We are not prepared for this kind of "work." We are taught to
view marriage as something that will bestow "happiness" and "fulfillment"
upon us. We are not told that learning to love another person will
be difficult, tiring and frustrating. We tend to miss the "cues"
that let us know that the problems in the marriage are really attempts
to move closer, to be understood better, to be more intimate with
our partners.
Marriage is an ongoing, lifelong process of working on something
that is greater than either one of the individuals involved. It
is more than a commitment to another person. It is a journey with
specific landmarks and developmental transitions. Judith Wallerstein
and Sandra Blakeslee have outlined nine tasks that every marriage
struggles with in their new book, "The Good Marriage." Here are
the stages they see a marriage traveling through:
Every marriage starts with working out separating from each person's
family of origin. There is so much we just assume about life and
relationships. Having some psychological understanding of these
forces can free us to connect with our partners in a more open and
authentic way. The next stage is the struggle with needs for autonomy
and togetherness, and with it, the need to balance our domestic
life and our need for individual growth as part of the relationship.
The third task is struggling with the decision of whether to be
or not to be parents. Either road taken can lead to a fulfilling
and satisfying life. The task is how the couple works out this important
life decision. All relationships have crises, deaths, illnesses
and, job losses, and how you work through these is the fourth task.
Making a safe place for conflict is the fifth task. Having trust
that you can argue with your partner and that both you and the relationship
will survive is important in creating this place. Exploring the
sexuality of marriage is the sixth task. As a family therapist,
I often see couples who come into therapy struggling with this.
It seems sexuality often opens discussions to many of the other
"tasks" the relationship is working on. Sharing laughter and keeping
individual and common interests alive is the seventh task. Finding
life stimulating and having a sense of humor is a vital ingredient
for longevity in a marriage. The eighth task is providing emotional
nurturing. This comes with really feeling that your partner "sees"

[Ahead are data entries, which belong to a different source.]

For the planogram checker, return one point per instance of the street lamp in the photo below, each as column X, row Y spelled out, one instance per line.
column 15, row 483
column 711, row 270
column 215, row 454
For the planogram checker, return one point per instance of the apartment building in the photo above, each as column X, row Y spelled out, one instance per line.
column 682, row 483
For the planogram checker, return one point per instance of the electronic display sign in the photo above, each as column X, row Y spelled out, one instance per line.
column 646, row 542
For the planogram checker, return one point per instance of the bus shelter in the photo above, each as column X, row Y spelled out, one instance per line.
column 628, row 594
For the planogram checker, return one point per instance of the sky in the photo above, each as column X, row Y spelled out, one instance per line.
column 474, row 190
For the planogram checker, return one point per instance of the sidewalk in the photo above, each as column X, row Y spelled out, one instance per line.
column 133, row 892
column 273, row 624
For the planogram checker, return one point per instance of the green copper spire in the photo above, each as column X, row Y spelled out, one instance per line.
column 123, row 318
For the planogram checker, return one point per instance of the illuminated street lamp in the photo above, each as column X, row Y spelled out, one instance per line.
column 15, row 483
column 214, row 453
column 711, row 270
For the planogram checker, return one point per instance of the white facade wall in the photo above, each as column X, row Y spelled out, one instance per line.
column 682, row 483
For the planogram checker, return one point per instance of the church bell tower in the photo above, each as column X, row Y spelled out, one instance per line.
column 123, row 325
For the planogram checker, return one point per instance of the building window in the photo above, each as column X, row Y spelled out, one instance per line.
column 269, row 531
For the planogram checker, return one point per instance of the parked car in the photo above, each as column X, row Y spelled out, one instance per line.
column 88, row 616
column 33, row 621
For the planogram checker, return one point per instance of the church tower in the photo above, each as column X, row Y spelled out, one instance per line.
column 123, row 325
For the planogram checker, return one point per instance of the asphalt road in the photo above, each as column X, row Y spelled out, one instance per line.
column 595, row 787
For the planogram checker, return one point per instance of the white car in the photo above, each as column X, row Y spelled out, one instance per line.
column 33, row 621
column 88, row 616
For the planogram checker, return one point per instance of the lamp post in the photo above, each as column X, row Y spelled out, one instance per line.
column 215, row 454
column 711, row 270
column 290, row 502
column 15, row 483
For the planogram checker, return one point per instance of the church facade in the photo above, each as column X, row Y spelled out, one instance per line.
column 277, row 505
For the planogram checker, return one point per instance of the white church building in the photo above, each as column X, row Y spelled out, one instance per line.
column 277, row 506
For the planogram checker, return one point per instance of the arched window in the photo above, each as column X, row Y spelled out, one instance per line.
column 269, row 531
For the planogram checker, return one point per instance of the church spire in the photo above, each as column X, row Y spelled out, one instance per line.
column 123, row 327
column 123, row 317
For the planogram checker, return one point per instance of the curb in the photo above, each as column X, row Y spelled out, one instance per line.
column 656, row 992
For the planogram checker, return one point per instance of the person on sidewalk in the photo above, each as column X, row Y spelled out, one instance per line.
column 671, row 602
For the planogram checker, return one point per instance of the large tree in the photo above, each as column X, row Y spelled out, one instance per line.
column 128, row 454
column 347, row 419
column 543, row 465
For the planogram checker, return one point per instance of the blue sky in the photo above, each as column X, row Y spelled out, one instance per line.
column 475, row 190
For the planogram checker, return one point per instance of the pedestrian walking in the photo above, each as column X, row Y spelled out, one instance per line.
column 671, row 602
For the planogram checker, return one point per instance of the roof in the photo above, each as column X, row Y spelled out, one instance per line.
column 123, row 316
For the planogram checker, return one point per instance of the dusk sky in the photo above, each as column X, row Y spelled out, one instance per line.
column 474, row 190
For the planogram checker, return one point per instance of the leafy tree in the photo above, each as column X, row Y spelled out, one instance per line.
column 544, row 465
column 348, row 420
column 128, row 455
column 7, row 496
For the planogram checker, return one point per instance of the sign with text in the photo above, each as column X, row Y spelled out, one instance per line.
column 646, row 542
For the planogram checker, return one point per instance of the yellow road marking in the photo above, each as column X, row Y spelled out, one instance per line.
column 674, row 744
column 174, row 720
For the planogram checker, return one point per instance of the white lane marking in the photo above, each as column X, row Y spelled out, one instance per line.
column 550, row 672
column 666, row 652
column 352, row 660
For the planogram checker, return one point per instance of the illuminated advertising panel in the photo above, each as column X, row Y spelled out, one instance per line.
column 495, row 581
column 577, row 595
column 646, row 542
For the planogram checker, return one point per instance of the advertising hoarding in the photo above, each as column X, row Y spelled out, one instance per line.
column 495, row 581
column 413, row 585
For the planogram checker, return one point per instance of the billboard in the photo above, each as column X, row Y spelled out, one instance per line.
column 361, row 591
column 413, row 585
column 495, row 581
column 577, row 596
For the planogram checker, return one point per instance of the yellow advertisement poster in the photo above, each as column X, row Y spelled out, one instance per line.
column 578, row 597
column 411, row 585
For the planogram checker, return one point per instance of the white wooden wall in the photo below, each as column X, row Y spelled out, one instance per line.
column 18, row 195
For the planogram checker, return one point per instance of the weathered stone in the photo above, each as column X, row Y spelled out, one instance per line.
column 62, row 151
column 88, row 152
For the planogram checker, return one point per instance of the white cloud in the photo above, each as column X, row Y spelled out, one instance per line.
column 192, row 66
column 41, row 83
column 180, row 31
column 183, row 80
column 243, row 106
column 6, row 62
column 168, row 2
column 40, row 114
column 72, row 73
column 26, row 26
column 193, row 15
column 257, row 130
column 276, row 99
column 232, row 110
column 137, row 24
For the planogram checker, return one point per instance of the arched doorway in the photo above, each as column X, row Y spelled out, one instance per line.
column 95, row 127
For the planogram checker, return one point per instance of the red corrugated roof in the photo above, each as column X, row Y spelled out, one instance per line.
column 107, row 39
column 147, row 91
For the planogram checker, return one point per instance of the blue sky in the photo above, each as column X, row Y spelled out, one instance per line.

you. Do you and your partner feel an empathetic connection; being
understood for how you feel, free of judgements and criticism. Their
ninth and final task is how to provide for a "double vision." This
double vision shows us how we see where we started in a relationship
and our life now. It also shows us how much can evolve over time
in the living a life time with someone. These "tasks" don't occur
in a linear fashion but overlap and recur to be worked on again
over the course of time.
Wallerstein and Blakeslee have created a terrific map to view
marriage where traveling through the countryside ofmarrige can be
a great adventure. On this upcoming Valentines Day, take time with
your partner to reflect on how much your relationship has given
each of you. Although the "tasks" of marriage are difficult, having
committed yourself to loving another person is truly the most noble
of all our human endeavors.
For Further self-reflection and discussion:
1. What "stages" that Wallerstein and Blakeslee describe are you
"working through?"
2. Why is loving another person so difficult?
3. How do you feel about the way your parents expressed their caring
for and "loving" each other in their marriage?